Common causes of mental status changes in the elderly include medicine-induced cognitive side effects, disorientation due to disruption in daily routines, age-related memory impairment, and urinary tract infections.

“The urinalysis is not a very exciting medical test,” stated Dr. Fishbinder. “It doesn’t matter that it’s cheap, fast, and most likely to provide an explanation for strange behavior in hospitalized patients. It’s really not as elegant as the testing involved in a chronic anemia or metabolic encephalopathy work up. I keep it in my back pocket in case all other tests are negative, including brain MRIs and PET scans.”

Nursing staff at Richmond Medical Hospital report that efforts to inform hospitalists about foul smelling urine have generally fallen on deaf ears. “I have tried to tell the hospitalists about cloudy or bloody urine that I see in patients who are undergoing extensive work ups for mental status changes,” reports nurse Sandy Anderson. “But they insist that ‘all urine smells bad’ and it’s really more of a red herring.”

Another nurse reports that delay in diagnosing urinary tract infections (while patients are scheduled for brain MRIs, nuclear scans, and biopsies) can lead to worsening symptoms which accelerate and expand testing. “Some of my patients are transferred to the ICU during the altered mental status work up,” states nurse Anita Misra. “The doctors seem to be very excited about the additional technology available to them in the intensive care setting. Between the central line placement, arterial blood gasses, and vast array of IV fluid and medication options, urosepsis is really an excellent entré into a whole new level of care.”

“As far as medicine-induced mental status changes are concerned,” added Dr. Fishbinder, “We’ve never seen a single case in the past 10 years. Today’s patients are incredibly resilient and can tolerate mixes of opioids, anti-depressants, anti-histamines, and benzodiazepines without any difficulty. We know this because most patients have been prescribed these cocktails and have been taking them for years.”

Patient family members have expressed gratitude for Dr.
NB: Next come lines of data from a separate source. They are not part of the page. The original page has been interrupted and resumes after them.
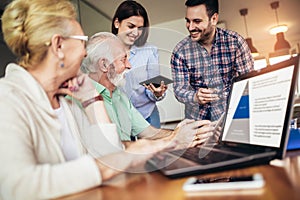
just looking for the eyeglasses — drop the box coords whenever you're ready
[64,35,89,48]
[65,35,89,42]
[45,35,89,47]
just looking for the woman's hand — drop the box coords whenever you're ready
[57,74,111,124]
[57,74,98,102]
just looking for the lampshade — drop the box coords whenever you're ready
[239,8,259,58]
[245,38,259,58]
[269,1,291,52]
[274,32,291,51]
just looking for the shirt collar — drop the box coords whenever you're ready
[130,45,138,56]
[213,27,221,44]
[92,80,112,102]
[92,80,123,103]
Fishbinder’s diagnostic process, and report that they are very pleased that he is doing everything in his power to “get to the bottom” of why their loved one isn’t as sharp as they used to be.
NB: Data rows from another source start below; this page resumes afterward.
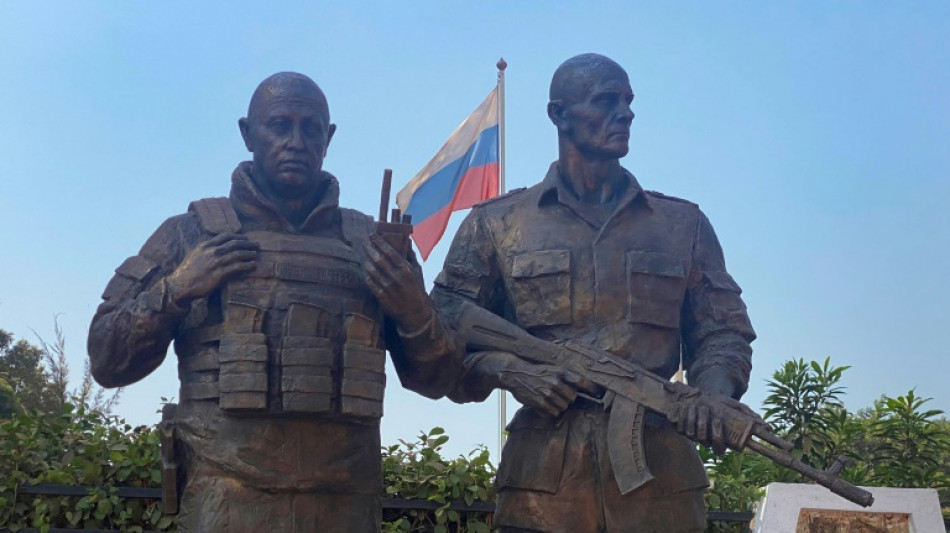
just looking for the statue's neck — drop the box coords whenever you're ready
[558,150,625,205]
[254,177,327,230]
[272,195,319,228]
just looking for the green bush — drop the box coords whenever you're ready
[0,409,496,533]
[382,427,495,533]
[0,404,169,533]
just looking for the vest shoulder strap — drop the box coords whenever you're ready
[188,197,242,235]
[340,208,374,254]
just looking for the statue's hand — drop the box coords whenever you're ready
[166,233,259,305]
[497,355,604,418]
[669,387,762,455]
[363,233,431,331]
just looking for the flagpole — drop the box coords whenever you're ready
[496,57,508,456]
[497,57,507,195]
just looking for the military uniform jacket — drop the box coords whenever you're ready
[431,162,755,496]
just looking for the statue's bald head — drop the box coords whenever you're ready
[247,72,330,124]
[549,53,628,105]
[239,72,337,203]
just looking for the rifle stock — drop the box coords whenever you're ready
[455,299,874,507]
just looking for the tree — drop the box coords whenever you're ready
[868,389,950,490]
[0,376,19,418]
[35,320,120,416]
[0,329,62,414]
[761,357,850,470]
[0,324,120,418]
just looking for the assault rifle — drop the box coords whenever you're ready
[453,299,874,507]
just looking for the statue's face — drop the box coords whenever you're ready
[562,69,634,161]
[242,95,335,199]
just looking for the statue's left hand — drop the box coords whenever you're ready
[669,376,762,455]
[364,233,431,332]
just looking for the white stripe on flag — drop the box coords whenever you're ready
[396,88,498,212]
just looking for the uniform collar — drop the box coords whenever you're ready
[537,161,652,214]
[229,161,342,234]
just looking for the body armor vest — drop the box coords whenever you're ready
[177,198,386,420]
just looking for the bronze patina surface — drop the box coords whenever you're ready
[88,72,462,533]
[431,54,756,532]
“I thought my mom was acting strange ever since she started taking stronger pain medicine for her arthritis,” says Nelly Hurtong, the daughter of one of Dr. Fishbinder’s inpatients. “But now I see that there are deeper reasons for her ‘altered mental status’ thanks to the brain MRI that showed some mild generalized atrophy.”

Hospital administrators praise Dr. Fishbinder as one of their top physicians. “He will do whatever it takes to figure out the true cause of patients’ cognitive impairments.” Says CEO, Daniel Griffiths. “And not only is that good medicine, it is great for our Press Ganey scores and our bottom line.”

As for the nursing staff, Griffiths offered a less glowing review. “It’s unfortunate that our nurses seem preoccupied with urine testing and medication reconciliation. I think it might be time for us to mandate further training to help them appreciate more of the medical nuances inherent in quality patient care.”

Dr. Fishbinder is in the process of creating a half-day seminar on ‘altered mental status in the inpatient setting,’ offering CME credits to physicians who enroll. Richmond Medical Hospital intends to sponsor Dr. Fishbinder’s course, and franchise it to other hospitals in the state, and ultimately nationally.